Amid all this, compact car sales have risen 5% year to date -- and I believe that has been siphoning money from discount retailers. After all, a mom seeking reliable transportation, trading up for a new Toyota Corolla, is likely to make a few cutbacks in monthly household budget.
Also sucking in people are new technologies and automobile designs. I think many stock analysts are overlooking what Apple (AAPL) may be about to do in the auto industry. Already, we are seeing signs of dashboard info-tainment innovation from the company and rival Google (GOOGL) .
Moreover, luxury-car sales volume increased 5% in July from the start of the year. More affordable prices on luxury names have attracted the youth -- which, yes, may be preventing money from going into the registers of apparel retailers. Sorry, J. Crew, this millennial needs a new whip.
Meanwhile, over in the auto industry itself, the sales strength is not really being depicted in the stock-price multiples of the major players. All of these automakers sport price-to-earnings ratios below that of the S&P 500 as investors have clamored to load up on the sexy growth story that is Tesla (TSLA) (whose shares are up 88% year to date). Only until recently have shares of beleaguered General Motors (GM) commanded a P/E ratio above that of the S&P 500. Other names have continued to experience limited multiple expansion.

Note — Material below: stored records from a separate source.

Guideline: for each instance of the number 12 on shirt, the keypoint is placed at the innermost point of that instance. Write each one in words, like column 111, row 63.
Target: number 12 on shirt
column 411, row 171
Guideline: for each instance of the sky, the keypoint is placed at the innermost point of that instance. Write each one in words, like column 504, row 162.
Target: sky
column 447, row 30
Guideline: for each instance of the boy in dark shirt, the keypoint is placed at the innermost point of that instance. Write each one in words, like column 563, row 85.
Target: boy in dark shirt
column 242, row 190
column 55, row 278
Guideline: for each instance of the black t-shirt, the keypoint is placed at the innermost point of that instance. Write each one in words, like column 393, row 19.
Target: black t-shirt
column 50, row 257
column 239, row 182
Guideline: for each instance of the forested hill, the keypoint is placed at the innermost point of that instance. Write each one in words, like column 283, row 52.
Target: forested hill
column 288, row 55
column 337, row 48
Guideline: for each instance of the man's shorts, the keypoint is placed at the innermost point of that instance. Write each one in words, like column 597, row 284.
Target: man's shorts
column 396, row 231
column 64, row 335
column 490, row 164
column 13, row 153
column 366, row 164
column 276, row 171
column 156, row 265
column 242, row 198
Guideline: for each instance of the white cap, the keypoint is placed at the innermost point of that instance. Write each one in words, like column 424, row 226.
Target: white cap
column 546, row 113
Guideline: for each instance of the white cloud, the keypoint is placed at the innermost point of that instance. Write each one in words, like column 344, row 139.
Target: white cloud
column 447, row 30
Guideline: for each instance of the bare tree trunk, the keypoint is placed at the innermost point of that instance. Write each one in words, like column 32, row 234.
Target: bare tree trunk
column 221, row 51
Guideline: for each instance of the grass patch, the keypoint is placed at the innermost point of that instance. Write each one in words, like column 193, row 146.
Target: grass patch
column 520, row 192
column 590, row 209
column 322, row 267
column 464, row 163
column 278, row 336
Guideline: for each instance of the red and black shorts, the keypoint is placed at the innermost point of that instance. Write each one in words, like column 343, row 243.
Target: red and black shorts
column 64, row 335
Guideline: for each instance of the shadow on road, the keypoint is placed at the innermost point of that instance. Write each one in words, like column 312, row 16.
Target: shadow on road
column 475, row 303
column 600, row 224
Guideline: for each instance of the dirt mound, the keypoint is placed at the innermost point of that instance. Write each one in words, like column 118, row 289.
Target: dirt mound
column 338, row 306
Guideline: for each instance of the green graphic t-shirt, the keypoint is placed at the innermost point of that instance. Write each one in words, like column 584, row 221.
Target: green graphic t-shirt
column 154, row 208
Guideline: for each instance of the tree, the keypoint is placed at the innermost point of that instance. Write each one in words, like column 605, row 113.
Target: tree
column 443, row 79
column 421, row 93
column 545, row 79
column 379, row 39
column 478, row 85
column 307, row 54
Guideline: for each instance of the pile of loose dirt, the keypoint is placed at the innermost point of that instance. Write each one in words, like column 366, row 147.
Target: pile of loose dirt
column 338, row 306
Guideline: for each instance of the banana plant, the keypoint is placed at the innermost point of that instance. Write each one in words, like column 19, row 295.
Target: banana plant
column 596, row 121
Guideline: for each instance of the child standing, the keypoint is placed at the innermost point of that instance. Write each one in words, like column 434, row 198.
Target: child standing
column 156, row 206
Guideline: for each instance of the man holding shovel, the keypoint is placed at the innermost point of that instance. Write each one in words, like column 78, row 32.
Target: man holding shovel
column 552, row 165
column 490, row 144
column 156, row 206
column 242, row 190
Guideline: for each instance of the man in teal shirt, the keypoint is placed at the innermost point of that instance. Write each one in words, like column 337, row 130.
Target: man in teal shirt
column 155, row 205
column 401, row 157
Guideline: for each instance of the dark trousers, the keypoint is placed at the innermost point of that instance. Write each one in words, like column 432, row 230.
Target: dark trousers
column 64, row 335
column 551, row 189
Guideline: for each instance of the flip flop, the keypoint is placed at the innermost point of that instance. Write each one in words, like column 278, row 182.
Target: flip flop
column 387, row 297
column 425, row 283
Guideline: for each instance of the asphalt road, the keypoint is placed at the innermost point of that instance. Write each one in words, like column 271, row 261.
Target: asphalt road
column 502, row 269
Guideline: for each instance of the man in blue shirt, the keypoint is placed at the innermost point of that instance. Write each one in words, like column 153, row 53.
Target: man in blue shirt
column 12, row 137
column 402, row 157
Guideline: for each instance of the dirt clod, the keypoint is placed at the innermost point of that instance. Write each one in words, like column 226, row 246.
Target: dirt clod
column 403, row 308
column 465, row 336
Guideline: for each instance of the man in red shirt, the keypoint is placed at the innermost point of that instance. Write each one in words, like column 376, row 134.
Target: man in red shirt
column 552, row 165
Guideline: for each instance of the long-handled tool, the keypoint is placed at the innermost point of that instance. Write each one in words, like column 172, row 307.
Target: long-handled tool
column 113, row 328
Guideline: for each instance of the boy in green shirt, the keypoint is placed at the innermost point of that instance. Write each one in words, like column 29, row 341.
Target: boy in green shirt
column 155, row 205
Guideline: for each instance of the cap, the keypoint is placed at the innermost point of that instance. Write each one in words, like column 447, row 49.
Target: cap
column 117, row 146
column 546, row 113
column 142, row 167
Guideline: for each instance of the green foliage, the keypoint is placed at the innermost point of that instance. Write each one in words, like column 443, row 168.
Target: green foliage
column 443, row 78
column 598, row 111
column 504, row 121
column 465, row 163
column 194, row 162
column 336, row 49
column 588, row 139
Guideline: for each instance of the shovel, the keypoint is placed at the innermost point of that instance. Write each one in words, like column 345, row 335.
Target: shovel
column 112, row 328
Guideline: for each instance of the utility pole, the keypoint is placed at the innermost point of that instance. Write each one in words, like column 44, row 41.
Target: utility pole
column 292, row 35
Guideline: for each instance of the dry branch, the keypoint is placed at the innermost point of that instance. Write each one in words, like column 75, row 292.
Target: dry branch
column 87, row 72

There is one place where the auto-sales strength is being nicely reflected, however: rail carloads, as confirmed by bullish comments on the auto market from Alcoa (AA) at the start of second-quarter earnings season.
In that vein: Want to try and get on TV as the Next Great Stock Price Predictor? Then pay careful attention to rail carloads. Right now, these figures indicate that businesses and consumers are beginning to fear potentially higher interest rates on U.S. Treasuries in 2015 and heightened geopolitical risks overseas.